Does Japan Have Blue Traffic Light Instead Of Green

Does Japan have blue traffic light instead of green? Find out here all about it!

We have been made aware of the significance of traffic lights ever since we were young children. When you see red, stop. When you see green, go. This is common knowledge that has been handed down to us. 

However, one thing that we were not informed of is that in various cultures, the colors of the traffic lights have different meanings depending on their location.

When it comes to Japan, the traffic lights are different colors. They have blue as an alternative to green. It is inevitable that you will come across some blue traffic lights as you travel across the country. 

Don’t worry, it isn’t broken. Simply put, this is Japan’s method of regulating the flow of traffic.

Why Does Japan Have Blue Traffic Light Instead Of Green? 

Every culture is different. Words can have a variety of meanings, and the beliefs of individuals also play a significant part in this. There’s an entirely different backstory to the color of the traffic light in Japan, which brings up an interesting point.

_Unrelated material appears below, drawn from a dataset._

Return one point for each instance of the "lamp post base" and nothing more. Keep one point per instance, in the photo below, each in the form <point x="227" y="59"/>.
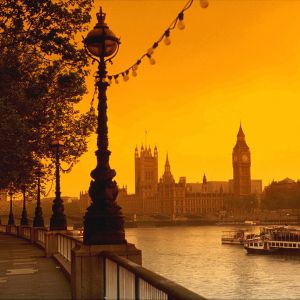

The color preference of Japanese people has shifted from green to blue, but this is not due to a faulty setup or color fade; there is another factor at play. In the following section, we will go into further details about it.

The whole traffic light has everything to do with the Japanese language. It is due to the fact that in the past, the colors blue and green were described using the same word.

Back then, the language only had words for four primary colors: black, white, red, and blue; as a result, anything green was described using the word for blue, “ao.” This practice persisted for hundreds of years.

Near the end of the first millennium, people started referring to green as “midori,” rather than the color green. Its original meaning was “sprouts,” but it came to be understood as a shade of “ao.” It may come as a surprise to you, but this usage is actually quite common in this day and age.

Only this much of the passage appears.